Abrar killing: When democracy fails to deliver

The beauty of democracy is that it provides space to anyone; irrespective of the social or economic status of a person they can assume power and with it can do an enormous number of good things that can benefit the society as a whole. But it has a dark side as well: it allows anyone, despite their flaws, to rise to positions of influence and power. This has been evident in the recent turmoil within the student and youth wings of the ruling party. Starting from reining in on the top bosses of the student wing and dismantling the gambling network led by the leaders of its youth wing, the ruling party is trying to get rid of the disease it has allowed to fester all these years. But it had other wounds and nobody had anticipated they would manifest in such a dreadful way—the killing of Abrar, a student of the Electrical and Electronic Engineering department of BUET. It is widely believed that his critical Facebook post on the Feni River deal cost him his life.

Students of Buet protest demanding justice for their fellow Abrar Fahad. Photo: Palash Khan











Nothing can console the bereaved parents who raised their son only to be killed in such a brutal way. He always stood first in the class and his mother never had a problem in raising him this far. But the democracy we live in was at odds with Abrar! It had no space for criticism of the system and took his life. The incident is not an isolated one and there are ample shreds of evidence that democracy has no space at all for freedom of expression and criticism.

The tragic death of Abrar took me 18 years back when I was waiting to appear for the last exam of my master’s degree at Jahangirnagar University (JU). It was a near-miss incident where I narrowly escaped death! It was early September in 2001; a usual night, nothing uncommon about it. Everything was in order except for the heat of the upcoming National Election which was about to take place on October 1. Just a few days back the council of JU unit of Bangladesh Students’ Union was held and I stepped down from the position of the General Secretary.

Around 11pm, when I was studying with my classmates in my room, we heard a commotion outside—a group was chanting my name and shouting “kill him”. They stormed into my room and began the beatings. All I can say is, I somehow survived the ordeal to share my experience; my parents were lucky that they did not lose their son that night. I had no memory for two days and I owe my life to my friends and comrades who rescued me from that attack. So far as I can recall, I never had any direct confrontation with any of the attackers who were academically junior to me and belonged to the JU unit of Bangladesh Chhatra League. One might ask, what prompted the attack? After all, we were being ruled by a democratically elected government. There were no problems apart from the fact that we as a left-leaning student organisation had different political views and stance on many issues.
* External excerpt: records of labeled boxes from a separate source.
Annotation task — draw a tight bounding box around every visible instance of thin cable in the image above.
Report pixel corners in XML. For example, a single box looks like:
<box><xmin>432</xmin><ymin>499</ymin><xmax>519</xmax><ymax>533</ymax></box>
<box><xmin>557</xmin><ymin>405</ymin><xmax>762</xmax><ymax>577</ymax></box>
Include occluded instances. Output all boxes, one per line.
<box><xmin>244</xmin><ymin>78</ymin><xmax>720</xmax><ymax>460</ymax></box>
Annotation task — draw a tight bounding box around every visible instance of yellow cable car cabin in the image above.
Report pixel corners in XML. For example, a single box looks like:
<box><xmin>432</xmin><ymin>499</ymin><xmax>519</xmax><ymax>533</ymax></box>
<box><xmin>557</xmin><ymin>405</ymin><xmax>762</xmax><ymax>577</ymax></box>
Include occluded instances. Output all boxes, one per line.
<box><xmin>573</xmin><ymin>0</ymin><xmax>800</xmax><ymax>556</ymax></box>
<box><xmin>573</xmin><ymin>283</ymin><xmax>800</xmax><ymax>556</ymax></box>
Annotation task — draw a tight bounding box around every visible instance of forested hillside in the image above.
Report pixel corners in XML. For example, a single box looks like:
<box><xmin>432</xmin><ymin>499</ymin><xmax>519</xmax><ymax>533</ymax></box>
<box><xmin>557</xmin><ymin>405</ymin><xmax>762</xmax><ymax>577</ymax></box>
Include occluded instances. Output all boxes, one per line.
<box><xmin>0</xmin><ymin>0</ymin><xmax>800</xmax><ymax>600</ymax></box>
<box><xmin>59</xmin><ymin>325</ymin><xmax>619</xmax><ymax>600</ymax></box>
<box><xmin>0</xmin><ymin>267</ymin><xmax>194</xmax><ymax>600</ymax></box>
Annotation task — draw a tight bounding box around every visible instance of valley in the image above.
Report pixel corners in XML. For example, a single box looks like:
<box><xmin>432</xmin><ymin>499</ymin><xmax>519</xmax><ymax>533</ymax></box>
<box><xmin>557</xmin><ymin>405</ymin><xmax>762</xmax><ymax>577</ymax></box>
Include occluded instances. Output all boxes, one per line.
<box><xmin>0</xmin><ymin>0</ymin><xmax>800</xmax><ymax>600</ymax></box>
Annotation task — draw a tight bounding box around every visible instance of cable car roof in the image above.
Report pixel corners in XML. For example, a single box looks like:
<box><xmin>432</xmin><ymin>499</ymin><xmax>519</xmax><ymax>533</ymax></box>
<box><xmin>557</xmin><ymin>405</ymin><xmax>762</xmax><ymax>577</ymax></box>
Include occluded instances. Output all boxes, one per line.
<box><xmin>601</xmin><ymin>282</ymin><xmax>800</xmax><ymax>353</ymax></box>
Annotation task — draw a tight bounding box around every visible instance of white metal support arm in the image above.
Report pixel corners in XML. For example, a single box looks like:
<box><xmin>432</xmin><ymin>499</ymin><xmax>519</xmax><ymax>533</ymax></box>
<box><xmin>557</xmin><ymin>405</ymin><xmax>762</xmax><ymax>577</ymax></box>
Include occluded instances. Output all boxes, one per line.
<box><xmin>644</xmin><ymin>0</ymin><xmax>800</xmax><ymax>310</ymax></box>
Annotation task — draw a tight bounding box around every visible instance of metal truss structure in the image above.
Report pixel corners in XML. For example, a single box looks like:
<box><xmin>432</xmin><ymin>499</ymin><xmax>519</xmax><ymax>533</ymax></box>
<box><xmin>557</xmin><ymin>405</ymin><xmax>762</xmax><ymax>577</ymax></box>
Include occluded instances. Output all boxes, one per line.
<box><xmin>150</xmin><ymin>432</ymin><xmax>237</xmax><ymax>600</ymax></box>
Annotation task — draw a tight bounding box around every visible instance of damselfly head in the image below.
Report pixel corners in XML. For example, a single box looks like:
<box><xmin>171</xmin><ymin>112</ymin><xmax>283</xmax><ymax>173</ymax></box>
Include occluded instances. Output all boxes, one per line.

If one takes a careful look at the recent recorded history of Bangladesh, they will find quite a few instances where democracy and its institutions have more or less failed to deliver on its promises. The biggest problem is that some people who rose to power were not quite the kind of people who should have been entrusted with power. They not only came to power but also corrupted the institutions and its people. Their lust for power correlates with negative personality traits like brutality, ruthlessness, corrupt practices and lack of empathy. In a democracy, people who perhaps have the strongest desire for power are likely to acquire these negative traits to strengthen their power and position with scant regard for the welfare of others.

After the death of Abrar, people from different walks of the society, the media and the students, in particular, have voiced their concerns and demanded justice. This daily ran several stories with titles like, “BUET student beaten to death: Critical FB post costs him his life?”, “2011: a room of horror and dread”, ”Abrar laid to rest in Kushtia”, “Organisational, administrative actions taken against killers of Abrar”, “BUET student murdered after ‘BCL men grilled’ him”, “Killing of Abrar: BUET students demand justice”. Nobody needs to venture into the reports as the headlines clearly narrate a miserable picture of a failed governance system.

Perhaps, justice will be delivered in one way or another but nothing can bring Abrar back among us. But his death could have been averted if the BUET administration had taken appropriate measures to make sure that Room 2011 stayed as a mere dorm room. The government high ups, as well as the law enforcement agencies, should have had advance knowledge about the unscrupulous BCL leaders and curtailed their wings. But sadly, nothing happened. This is not the first time that a promising youth became a victim of political lust. The brutal killings of Biswajit Das, a tailor, on December 9, 2012, Zubair Ahmed, a student of Jahangirnagar University, on January 9, 2012, Nusrat Jahan on April 10, 2019, Rifat Sharif, an internet service provider, on June 26, 2019, are only a few names in a very long list.

It is high time that our policymakers understand that power should be taken away from psychopaths and narcissists, and be bestowed upon accountable and more humane individuals. Only true democracy can do so by automatically barring the individuals or groups from power who have a strong desire for it. But this would entail massive changes within the institutions of democracy and its people; it would also result in massive decrease in abuse of power and coercion, and make the country a much safer place for freedom of expression.